DAUMIER
What Millet did for the life of the country, Honoré Daumier (1808–1879) did for the life of the town, of which he was a shrewd and critical observer. But his long practice as a caricaturist made him look upon the types that engaged his brush with a certain cruel bitterness which is far removed from Millet’s human sympathy. With a palette restricted almost to black and grey, Daumier yet proved himself a great colourist through the infallible accuracy of his tone-values and the suggestion of rich colour in his almost monochrome schemes. His design is as massive and monumental as Millet’s. The touch of the macabre, which is so characteristic of Daumier’s art, is very evident in The Thieves and the Donkey (No. 2937). The Portrait of the Painter Théodore Rousseau (No. 2938) holds a hint of the caricaturist’s vision.
COURBET
Equally far removed from, and hostile to, Classicism and Romanticism was Gustave Courbet (1819–1877), who as head and founder of the Realistic school exercised a prodigious influence upon nineteenth-century art. He was essentially a fighting spirit, determined to overcome official hostility to his revolutionary principles. Excluded from public exhibitions, he held a private show of his own works, and defended his theories by spoken and written arguments. His just claim was that it did not matter what you paint, but how you paint what you actually see; and in conformity with his loudly proclaimed principles he often chose subjects that were offensive to the taste of his day. At the same time we can see now that he was endowed with a keen instinctive feeling for pictorial fitness, and that most of his pictures are far from being haphazard snapshots of actuality. In his student years he had copied many masterpieces by Rembrandt, Velazquez, Hals, and Van Dyck. How much he benefited from the example of the old masters is to be judged from his portrait of himself, known as The Man with the Leather-belt (No. 147).

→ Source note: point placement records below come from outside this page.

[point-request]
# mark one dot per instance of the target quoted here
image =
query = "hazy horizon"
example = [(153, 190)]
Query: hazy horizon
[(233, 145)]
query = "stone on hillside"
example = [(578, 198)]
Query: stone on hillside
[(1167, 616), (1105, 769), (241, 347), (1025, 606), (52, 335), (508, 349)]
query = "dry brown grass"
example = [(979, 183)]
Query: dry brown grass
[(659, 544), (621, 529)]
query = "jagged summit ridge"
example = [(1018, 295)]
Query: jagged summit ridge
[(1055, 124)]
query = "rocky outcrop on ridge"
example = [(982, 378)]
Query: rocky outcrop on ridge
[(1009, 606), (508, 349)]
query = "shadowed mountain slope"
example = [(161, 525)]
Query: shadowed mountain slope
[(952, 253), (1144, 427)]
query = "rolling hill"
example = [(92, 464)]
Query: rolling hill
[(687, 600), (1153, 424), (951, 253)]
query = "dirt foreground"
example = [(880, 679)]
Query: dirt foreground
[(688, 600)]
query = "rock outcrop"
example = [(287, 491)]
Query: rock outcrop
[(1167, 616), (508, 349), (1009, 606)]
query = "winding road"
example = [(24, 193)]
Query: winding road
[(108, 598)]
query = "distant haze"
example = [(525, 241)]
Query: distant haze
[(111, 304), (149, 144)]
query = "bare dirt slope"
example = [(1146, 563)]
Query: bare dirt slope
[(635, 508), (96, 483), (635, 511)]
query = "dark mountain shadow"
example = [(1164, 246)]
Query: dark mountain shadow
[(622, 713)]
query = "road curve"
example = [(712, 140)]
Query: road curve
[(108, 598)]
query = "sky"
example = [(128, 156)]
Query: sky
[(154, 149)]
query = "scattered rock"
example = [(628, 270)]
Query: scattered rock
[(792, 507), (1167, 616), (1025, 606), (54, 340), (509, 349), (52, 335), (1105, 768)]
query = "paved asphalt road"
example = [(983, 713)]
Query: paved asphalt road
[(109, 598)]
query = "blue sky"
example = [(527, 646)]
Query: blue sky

PLATE LII.—JEAN FRANÇOIS MILLET
(1814–1875)
No. 644.—WOMEN GLEANING
(Les Glaneuses)
In a harvest-field three female gleaners, seen in profile to the left, are occupied with picking up blades of corn. Two of them are bending right down, with their right hands touching the ground; the third woman is half erect. In the background some ricks, a cart and horses, harvesters, a farm building, and a horseman.
Signed on right:—“j. f. millet.”
Painted in oil on canvas.
2 ft. 8¾ in. × 3 ft. 8¼ in. (0·82 × 1·12.)